When did you first hear about Lorenzo da Ponte?
Lorenzo da Ponte is one of those intriguing also-rans of classical music history. He’s a name that few would recognise, but I bet many would recognise his work. He wrote the librettos for three of Mozart’s greatest operas: The Marriage of Figaro, Don Giovanni and Così fan tutte. I’d heard his name over the years, but had always been much more dazzled by his musical pal Wolfgang Amadeus… until I read his biography by Rodney Bolt, which blew my mind.
What kind of person was he?
Don’t get me wrong, Lorenzo da Ponte isn’t particularly heroic in the traditional sense of the word. In fact, he probably was a complete nightmare to live with – flaky at best, duplicitous and vain at worst. But what a life! By the time he was 40, he had been a poet, priest, lover and a libertine, a friend of Casanova, a collaborator then enemy of (the celebrated Italian composer) Antonio Salieri – and that’s all without mentioning three of the most sublime operas ever written.
Da Ponte’s rackety life took him from Venice to Vienna, to George III’s London and finally to Thomas Jefferson’s America, where he ended his long life as a bookseller and professor of Italian at Columbia College.
What made Da Ponte a hero?
There’s much to criticise, and perhaps not too much you’d want to emulate on a human level from Da Ponte’s life, but his librettos to those three operas are so wonderful, and goodness me, what stories he could have told!
What was his finest hour?
There wasn’t one finest hour, but he was just such a survivor.
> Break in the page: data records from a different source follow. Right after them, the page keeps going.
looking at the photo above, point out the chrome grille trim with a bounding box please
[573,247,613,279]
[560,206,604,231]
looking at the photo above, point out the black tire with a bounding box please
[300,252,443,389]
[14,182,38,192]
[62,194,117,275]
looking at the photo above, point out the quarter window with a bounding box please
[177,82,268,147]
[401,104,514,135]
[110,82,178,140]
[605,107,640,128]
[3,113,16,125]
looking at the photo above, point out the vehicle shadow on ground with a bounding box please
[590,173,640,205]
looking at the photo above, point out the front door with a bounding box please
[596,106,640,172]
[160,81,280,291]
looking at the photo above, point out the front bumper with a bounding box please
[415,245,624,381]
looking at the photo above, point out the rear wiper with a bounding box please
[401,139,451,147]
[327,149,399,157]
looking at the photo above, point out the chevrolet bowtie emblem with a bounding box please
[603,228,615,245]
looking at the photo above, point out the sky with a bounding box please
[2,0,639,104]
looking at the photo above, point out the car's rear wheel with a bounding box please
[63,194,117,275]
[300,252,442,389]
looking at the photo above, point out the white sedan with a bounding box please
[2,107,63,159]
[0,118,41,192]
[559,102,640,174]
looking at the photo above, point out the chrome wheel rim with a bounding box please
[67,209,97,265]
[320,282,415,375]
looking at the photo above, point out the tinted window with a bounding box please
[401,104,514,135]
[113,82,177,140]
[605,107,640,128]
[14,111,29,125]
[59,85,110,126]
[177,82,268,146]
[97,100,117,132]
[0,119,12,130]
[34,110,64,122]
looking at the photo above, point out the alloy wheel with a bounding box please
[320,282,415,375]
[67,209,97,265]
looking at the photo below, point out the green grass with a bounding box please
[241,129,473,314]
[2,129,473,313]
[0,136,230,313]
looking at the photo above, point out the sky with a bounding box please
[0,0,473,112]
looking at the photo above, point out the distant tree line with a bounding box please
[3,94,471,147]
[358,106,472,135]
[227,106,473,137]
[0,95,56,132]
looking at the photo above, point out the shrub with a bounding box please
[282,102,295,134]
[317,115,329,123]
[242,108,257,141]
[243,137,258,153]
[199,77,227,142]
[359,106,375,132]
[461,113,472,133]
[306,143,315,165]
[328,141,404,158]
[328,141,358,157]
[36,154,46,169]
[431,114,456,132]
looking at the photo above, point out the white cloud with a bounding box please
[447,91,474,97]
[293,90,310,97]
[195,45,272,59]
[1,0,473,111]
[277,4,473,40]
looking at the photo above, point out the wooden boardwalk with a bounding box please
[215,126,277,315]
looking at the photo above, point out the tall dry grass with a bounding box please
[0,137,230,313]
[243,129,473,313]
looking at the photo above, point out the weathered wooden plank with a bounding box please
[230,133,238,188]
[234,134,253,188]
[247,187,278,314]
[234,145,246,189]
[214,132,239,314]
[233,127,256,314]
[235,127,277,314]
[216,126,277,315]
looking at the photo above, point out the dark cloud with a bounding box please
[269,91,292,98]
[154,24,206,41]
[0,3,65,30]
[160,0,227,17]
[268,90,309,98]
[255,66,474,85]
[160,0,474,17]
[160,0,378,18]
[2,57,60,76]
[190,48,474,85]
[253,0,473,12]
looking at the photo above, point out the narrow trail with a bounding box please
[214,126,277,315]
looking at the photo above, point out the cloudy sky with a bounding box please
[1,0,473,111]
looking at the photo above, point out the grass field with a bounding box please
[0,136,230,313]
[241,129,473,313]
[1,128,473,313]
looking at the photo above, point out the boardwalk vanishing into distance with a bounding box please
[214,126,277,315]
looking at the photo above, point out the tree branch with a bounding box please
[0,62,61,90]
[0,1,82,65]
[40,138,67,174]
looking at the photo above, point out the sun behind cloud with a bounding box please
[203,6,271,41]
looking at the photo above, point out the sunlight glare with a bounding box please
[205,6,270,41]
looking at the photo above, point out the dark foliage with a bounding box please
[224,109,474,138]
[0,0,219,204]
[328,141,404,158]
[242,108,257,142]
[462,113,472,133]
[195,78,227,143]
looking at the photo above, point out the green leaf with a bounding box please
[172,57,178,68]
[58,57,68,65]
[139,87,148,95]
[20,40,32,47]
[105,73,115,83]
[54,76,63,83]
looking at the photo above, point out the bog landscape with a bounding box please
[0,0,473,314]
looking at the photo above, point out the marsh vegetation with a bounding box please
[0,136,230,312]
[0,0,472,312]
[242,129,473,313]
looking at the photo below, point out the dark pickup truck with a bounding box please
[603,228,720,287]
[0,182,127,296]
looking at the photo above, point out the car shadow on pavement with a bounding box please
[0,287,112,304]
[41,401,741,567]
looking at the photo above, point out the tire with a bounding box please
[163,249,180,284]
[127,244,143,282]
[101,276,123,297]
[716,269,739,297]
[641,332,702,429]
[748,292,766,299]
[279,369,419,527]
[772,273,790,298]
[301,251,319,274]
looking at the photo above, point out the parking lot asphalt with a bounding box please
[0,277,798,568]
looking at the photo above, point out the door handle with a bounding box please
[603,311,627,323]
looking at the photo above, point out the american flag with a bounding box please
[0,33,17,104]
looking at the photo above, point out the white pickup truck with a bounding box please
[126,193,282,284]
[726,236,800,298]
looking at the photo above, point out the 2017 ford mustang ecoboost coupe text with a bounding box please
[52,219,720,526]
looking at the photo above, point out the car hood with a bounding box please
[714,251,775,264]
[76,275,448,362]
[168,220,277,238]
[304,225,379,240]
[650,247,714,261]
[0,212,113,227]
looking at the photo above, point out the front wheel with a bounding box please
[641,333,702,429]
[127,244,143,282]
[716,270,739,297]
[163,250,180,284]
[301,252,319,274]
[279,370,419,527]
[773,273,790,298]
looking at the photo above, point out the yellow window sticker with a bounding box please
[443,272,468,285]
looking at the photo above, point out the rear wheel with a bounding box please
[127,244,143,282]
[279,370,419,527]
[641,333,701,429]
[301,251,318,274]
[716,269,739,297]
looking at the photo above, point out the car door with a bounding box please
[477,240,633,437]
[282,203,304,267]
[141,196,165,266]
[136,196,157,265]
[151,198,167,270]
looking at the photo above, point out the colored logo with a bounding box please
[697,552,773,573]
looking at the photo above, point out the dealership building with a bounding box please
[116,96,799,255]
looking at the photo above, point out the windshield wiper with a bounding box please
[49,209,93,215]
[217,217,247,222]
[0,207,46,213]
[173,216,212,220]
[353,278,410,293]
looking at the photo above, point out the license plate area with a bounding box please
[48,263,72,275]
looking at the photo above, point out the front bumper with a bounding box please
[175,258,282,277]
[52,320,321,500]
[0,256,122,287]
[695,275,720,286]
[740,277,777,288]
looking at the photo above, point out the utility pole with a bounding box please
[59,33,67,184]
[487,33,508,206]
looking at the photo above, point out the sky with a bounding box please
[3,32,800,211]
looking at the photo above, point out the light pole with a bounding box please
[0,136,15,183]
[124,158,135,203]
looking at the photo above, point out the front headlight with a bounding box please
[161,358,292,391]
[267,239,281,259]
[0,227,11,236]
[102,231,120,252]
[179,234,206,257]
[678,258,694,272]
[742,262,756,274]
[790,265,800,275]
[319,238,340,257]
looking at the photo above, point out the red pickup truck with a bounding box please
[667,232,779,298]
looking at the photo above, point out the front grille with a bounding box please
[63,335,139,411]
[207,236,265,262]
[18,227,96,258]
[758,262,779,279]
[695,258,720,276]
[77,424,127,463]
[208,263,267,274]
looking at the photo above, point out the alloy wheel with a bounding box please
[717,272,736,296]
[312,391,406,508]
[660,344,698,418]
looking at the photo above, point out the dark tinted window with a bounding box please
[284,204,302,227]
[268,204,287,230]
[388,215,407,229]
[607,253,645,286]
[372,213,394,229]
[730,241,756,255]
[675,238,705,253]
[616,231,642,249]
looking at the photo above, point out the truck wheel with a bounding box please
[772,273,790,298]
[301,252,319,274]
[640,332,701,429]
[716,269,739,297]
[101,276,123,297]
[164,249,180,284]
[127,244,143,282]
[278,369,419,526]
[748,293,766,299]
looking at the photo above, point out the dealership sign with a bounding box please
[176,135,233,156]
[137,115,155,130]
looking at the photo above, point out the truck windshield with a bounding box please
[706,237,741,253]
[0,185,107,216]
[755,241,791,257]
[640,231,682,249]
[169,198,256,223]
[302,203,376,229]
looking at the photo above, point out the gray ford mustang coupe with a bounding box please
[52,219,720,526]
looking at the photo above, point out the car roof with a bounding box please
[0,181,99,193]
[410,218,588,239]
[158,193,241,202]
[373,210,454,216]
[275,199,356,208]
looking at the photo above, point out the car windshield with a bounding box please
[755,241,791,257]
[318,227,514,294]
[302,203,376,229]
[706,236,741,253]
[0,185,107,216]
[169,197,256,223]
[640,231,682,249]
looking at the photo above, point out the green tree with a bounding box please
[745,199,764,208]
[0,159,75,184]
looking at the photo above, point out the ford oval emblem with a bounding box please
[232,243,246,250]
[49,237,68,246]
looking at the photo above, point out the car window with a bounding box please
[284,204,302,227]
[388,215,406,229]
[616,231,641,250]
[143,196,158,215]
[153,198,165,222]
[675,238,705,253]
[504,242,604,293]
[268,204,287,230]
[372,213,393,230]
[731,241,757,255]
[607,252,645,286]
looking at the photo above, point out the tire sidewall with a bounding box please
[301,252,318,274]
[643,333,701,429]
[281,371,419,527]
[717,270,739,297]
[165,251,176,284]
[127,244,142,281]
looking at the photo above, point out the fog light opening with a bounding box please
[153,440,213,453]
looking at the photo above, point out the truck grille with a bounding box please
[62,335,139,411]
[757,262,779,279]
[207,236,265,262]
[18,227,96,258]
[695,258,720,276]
There were so many times he could have thrown in the towel, but his powers of reinvention were extraordinary. And that’s what led him to take on so many different guises throughout his life.
Is there anything you don’t particularly admire about him?
Much, but he definitely wasn’t dull, was he?
Can you see any parallels between his life and your own?
I think his favourite cities are also mine. Beyond that, though, I’m not sure I should be aspiring to most of his life choices!
If you could meet Da Ponte, what would you ask him?
I’d buy him several bottles of good claret, and prod him into reliving and retelling tales from his riotous youth, spent with some of the most colourful characters in musical history.
Katie Derham is a broadcaster who presents In Tune on BBC Radio 3 and Discovery Concerts as part of Our Classical Century on BBC Four.